The differential activation of T helper (Th) cells and production of cytokines contribute to graft rejection or tolerance. In general, the Th1-type cytokines and cytotoxic T-cells are detected consistently in a host who is undergoing rejection, whereas Th2 responses are linked to a tolerance condition. Galectin-9 modulates Th1 cell immunity by binding to the T-cell immunoglobulin mucin-3 (Tim-3) molecule expressed on the Th1 cells. We investigate whether overexpression of galectin-9 in islets prolongs grafts survival in diabetic recipients. Islets were transduced with lentiviruses carrying galectin-9 and were then transplanted to streptozotocin-induced diabetic NOD/SCID recipients. The normoglycemic recipients then received splenocytes from diabetic NOD mice.
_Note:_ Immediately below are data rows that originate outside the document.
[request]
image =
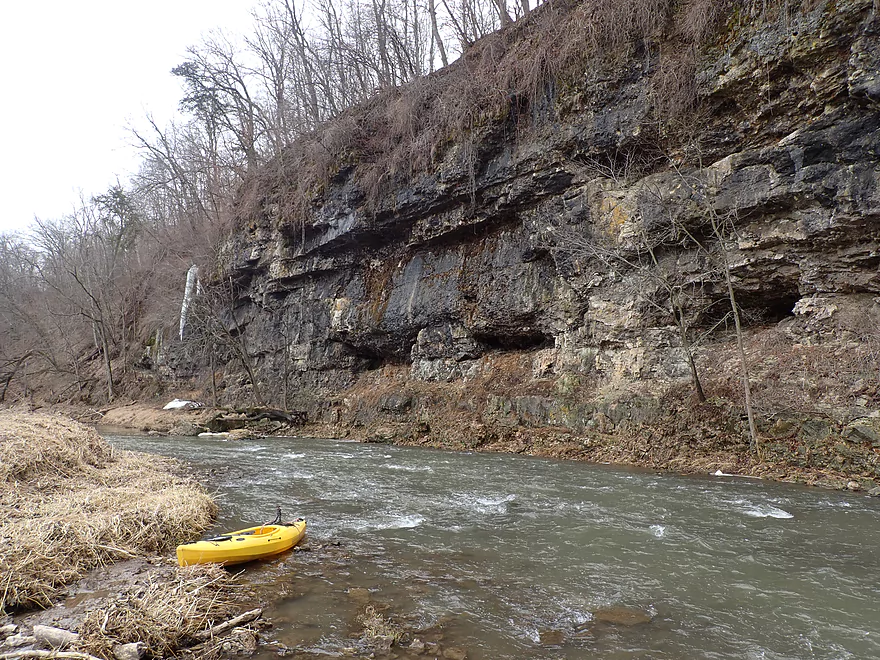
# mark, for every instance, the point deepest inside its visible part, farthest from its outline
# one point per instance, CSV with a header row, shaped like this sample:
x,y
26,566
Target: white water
x,y
500,549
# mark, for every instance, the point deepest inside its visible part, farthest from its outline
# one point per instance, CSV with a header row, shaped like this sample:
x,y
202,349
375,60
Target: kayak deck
x,y
238,547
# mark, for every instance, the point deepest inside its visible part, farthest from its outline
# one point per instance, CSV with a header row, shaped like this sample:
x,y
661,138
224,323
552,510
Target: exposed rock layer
x,y
467,292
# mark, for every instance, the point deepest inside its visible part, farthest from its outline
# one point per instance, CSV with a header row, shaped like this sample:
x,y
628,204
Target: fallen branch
x,y
240,620
70,655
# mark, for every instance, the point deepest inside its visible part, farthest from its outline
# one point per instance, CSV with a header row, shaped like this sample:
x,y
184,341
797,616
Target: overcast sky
x,y
74,75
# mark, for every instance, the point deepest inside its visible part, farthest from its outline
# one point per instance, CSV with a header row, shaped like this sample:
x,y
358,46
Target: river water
x,y
511,556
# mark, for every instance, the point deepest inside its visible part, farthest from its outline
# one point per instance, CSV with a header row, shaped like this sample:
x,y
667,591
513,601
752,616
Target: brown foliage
x,y
70,503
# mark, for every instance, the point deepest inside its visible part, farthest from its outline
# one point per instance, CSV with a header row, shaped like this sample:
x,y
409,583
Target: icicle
x,y
192,286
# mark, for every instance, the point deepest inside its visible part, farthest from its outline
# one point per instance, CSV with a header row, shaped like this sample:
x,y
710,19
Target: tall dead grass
x,y
70,503
165,615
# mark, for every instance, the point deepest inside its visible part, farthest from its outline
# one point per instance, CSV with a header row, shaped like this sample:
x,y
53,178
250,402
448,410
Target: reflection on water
x,y
513,557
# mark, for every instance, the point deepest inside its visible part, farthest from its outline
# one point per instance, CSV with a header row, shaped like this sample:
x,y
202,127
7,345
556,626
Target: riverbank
x,y
85,543
688,438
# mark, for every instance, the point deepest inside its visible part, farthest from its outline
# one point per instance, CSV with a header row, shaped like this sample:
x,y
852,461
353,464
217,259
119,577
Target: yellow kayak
x,y
243,545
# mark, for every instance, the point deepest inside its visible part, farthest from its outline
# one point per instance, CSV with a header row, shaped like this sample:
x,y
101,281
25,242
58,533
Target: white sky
x,y
74,75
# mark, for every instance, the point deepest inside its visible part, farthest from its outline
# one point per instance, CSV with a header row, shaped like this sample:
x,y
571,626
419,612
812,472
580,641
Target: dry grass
x,y
70,503
165,615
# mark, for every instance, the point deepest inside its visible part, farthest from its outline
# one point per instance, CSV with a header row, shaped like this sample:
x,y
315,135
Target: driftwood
x,y
57,638
241,417
240,620
70,655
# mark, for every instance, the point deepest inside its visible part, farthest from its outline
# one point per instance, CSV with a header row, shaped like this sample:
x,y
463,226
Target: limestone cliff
x,y
471,294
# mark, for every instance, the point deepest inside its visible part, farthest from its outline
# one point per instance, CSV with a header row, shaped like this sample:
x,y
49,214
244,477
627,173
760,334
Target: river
x,y
511,556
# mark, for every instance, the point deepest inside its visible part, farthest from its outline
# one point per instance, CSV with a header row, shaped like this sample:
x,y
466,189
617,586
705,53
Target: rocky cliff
x,y
545,284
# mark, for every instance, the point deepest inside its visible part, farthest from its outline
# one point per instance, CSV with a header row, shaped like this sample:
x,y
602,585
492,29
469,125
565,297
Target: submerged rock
x,y
620,615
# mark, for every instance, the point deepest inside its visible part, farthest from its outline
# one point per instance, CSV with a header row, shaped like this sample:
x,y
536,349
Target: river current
x,y
512,556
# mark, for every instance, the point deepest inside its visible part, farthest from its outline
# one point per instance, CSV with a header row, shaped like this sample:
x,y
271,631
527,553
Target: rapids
x,y
513,557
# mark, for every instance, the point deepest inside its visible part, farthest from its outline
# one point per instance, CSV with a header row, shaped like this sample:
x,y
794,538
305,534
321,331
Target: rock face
x,y
497,253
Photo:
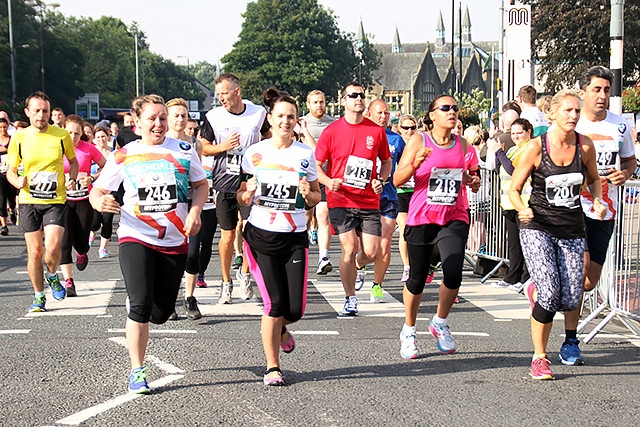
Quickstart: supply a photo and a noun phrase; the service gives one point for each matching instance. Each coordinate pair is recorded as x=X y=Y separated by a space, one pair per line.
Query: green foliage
x=295 y=45
x=570 y=36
Blood glucose concentration was monitored daily after adoptive transfer. The histology of the islet grafts and flow cytometric analyses were assessed at the end of the study. Overexpression of galectin-9 in islets prolonged graft survival in NOD/SCID mice after challenge with diabetogenic splenocytes (mean graft survival, 38.5 vs. 26.0 days, n=10, respectively; p=0.0096). The galectin-9-overexpressed grafts showed decreased infiltration of IFN-γ-producing CD4(+) and CD8(+) T-cells, but not of IL-17-producing CD4(+) T-cells. Strikingly, this islet-specific genetic manipulation did not affect the systemic lymphocyte composition, indicating that galectin-9 may regulate T-cell-mediated inflammation in situ. We demonstrate that galectin-9 protects grafts from Th1 and Tc1 cell-mediated rejections, suggesting that galectin-9 has preventive and/or therapeutic benefit in transplant therapy for autoimmune diabetes and may be applied further to the transplantation of other organs or tissues.